Half of the chicks received the standard diet (control) and half received the same basal diet supplemented with 0.1% algoclay product (MFeed+) in replacement of washed sand. Results showed an increase in total weight gain for the chickens supplemented with MFeed+ compared to control (+60g at 35 days, P=0.13) and a significant improvement of feed efficiency: -3% on FCR (P<0.05) (Fig. 1). This was in line with the digestive enzyme activity measured by kinetic assay on duodenum samples (collected at 35 days, two hours after the last feeding, from 30 chickens/treatment).

The activity of chymotrypsin (a pancreatic protease) was increased by 13% (P<0.001, Fig. 2) in MFeed+ group compared to the control group, reflecting the capacity of the product to stimulate the activity of digestive enzymes. This improvement in digestion and growth performance led to a higher Production Efficiency Factor (PEF, +5%) and improved the benefit over feed cost by 4% for the chickens receiving the MFeed+ supplemented diet (net increase of €0.023/ chicken).

Fig. 1. Effect of MFeed+ on performance of broiler chickens fed a corn-soybean based diet.

Fig. 2. Effect of MFeed+ on chymotrypsin activity in the duodenum.

Also tested together with the use of byproducts, in France and the USA, MFeed+ proved to be a great tool to support the use of local by-products in the diet. Results showed either an improved efficiency of diets already using by-products, or the compensation of the loss in performance triggered by the use of by-products compared to a standard cereal-based diet.

MFeed+, based on natural resources (clay and algae), thus proves to fit perfectly in a sustainable farming approach, by improving feed efficiency, which contributes to optimise the use of raw materials and so their environmental impact, and by supporting the use of by-products in the diet, which have been shown to be a sustainable alternative to cereal-based diets.

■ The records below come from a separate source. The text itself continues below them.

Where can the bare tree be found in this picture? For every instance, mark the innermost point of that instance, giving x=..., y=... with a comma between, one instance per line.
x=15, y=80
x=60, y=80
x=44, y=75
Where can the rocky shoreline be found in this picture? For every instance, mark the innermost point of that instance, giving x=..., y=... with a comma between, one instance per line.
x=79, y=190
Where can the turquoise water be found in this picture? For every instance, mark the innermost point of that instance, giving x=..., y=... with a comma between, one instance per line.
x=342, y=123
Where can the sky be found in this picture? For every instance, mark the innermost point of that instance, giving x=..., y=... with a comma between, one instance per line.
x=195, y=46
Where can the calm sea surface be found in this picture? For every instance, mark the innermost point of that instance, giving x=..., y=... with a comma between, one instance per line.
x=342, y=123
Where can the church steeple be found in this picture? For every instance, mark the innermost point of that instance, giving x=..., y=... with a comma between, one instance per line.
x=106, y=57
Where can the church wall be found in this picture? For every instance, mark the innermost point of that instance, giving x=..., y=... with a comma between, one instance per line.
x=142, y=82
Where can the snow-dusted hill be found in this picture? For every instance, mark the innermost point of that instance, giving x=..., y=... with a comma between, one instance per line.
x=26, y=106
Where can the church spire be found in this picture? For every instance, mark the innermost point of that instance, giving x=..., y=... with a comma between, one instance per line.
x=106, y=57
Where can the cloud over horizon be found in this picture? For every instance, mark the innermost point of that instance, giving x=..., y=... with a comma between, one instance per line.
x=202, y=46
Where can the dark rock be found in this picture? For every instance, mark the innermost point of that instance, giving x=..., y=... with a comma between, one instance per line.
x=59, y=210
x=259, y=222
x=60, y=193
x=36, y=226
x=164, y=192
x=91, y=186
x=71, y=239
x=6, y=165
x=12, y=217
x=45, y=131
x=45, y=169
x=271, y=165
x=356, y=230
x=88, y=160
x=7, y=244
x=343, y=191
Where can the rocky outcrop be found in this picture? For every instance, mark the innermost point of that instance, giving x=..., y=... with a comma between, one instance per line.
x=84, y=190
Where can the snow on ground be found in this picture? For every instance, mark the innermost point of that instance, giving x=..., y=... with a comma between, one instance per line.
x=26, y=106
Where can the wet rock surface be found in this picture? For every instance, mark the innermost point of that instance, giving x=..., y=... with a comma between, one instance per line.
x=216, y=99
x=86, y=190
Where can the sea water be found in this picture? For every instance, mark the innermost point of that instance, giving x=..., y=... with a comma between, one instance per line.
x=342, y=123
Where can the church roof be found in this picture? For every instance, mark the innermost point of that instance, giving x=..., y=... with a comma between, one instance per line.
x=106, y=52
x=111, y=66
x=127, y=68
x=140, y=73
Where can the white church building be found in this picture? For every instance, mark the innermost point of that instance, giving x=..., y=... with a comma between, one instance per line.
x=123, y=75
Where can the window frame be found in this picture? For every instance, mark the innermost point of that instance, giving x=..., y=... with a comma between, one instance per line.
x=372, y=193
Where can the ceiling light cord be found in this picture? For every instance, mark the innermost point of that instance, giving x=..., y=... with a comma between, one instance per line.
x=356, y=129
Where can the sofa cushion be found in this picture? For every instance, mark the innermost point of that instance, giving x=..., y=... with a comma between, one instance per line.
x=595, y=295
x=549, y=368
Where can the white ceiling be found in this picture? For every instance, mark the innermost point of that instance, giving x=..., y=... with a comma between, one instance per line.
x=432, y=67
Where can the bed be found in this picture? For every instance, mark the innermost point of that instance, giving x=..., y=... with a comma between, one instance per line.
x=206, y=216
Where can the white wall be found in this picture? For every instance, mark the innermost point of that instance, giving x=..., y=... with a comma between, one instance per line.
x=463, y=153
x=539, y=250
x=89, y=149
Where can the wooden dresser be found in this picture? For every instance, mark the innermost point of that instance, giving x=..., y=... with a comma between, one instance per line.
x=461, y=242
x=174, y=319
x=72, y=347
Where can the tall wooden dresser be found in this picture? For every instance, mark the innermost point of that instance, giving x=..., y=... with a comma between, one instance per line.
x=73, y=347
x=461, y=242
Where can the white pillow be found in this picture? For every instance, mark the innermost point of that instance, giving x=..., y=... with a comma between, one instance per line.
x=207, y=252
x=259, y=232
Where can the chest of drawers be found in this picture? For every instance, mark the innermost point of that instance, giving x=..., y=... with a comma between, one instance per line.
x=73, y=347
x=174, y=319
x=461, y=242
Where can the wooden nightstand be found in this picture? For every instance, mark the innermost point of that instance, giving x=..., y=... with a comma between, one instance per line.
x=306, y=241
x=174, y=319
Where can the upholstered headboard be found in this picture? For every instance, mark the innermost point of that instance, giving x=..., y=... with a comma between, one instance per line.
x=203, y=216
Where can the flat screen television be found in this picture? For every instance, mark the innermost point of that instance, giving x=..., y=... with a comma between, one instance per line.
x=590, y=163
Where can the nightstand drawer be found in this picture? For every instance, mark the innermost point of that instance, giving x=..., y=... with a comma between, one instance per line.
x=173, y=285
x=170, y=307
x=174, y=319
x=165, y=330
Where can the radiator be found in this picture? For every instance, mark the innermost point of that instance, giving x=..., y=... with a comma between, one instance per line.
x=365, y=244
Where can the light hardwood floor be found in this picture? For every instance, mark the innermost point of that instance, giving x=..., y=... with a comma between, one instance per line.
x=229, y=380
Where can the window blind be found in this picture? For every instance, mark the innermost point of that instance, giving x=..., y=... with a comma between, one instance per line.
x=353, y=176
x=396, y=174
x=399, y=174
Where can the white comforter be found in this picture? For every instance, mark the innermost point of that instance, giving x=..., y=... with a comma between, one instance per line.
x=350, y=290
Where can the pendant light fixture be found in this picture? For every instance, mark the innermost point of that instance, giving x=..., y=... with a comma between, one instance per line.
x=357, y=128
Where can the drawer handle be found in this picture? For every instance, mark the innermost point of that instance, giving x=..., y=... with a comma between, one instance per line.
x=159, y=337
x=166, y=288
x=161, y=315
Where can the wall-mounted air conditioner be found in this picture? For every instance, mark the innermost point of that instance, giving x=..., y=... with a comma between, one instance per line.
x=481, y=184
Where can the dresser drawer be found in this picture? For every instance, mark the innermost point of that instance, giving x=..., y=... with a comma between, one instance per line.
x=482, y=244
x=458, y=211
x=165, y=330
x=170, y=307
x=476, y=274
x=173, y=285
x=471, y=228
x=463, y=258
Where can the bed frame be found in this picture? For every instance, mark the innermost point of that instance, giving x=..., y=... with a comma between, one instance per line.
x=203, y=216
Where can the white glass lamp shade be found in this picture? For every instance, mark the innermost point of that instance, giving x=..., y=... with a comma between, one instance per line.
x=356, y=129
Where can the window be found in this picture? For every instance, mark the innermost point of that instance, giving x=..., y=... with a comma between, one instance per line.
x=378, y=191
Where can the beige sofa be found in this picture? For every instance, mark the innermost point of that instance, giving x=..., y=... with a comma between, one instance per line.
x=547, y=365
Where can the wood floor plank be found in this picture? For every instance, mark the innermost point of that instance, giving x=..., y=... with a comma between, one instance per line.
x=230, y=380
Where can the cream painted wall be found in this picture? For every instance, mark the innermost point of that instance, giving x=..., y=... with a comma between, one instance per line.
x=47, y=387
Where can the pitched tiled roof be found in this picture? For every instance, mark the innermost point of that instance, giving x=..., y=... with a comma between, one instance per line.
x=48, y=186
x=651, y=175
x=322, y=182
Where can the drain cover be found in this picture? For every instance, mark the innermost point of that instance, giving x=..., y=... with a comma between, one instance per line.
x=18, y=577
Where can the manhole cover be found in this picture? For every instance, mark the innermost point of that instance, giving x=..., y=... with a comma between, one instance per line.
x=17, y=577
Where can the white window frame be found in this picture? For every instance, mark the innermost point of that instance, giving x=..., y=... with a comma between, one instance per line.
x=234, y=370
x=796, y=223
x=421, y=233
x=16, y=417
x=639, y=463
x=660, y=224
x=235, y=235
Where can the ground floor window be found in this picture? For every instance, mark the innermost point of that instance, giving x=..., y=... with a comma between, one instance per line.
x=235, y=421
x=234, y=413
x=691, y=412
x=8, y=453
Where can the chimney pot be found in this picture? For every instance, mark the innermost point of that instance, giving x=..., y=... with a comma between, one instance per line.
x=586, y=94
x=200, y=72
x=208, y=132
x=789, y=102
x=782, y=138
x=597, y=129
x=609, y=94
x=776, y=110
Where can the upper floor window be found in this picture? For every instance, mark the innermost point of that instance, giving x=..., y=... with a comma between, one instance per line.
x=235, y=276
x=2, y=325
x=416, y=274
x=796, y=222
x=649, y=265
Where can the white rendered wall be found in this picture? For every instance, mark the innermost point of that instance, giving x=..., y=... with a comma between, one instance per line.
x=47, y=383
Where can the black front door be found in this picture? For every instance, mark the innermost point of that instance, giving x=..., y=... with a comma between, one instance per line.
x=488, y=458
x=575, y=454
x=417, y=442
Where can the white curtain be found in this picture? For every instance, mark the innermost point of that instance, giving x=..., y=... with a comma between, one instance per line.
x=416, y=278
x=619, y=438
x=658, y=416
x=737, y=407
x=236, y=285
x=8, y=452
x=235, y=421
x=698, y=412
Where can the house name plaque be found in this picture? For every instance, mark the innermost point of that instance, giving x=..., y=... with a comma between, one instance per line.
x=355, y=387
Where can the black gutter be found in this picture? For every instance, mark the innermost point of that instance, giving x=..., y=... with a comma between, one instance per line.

Despite being 30 years old, sustainability is more than ever a hot topic in the industry. Improving sustainability of livestock requires strong coordination in the industry and efforts from all stakeholders.

A strong competition for low impact raw materials may emerge between different species and territories and acting on one segment of the industry should not narrow the possibilities of improvement for another.

Meanwhile, several tools are already available to improve sustainability in livestock farming, particularly at the nutrition level. Innovative formulation techniques and specific additives using natural ingredients and technologies can support the better use of raw materials and minimise their environmental impact.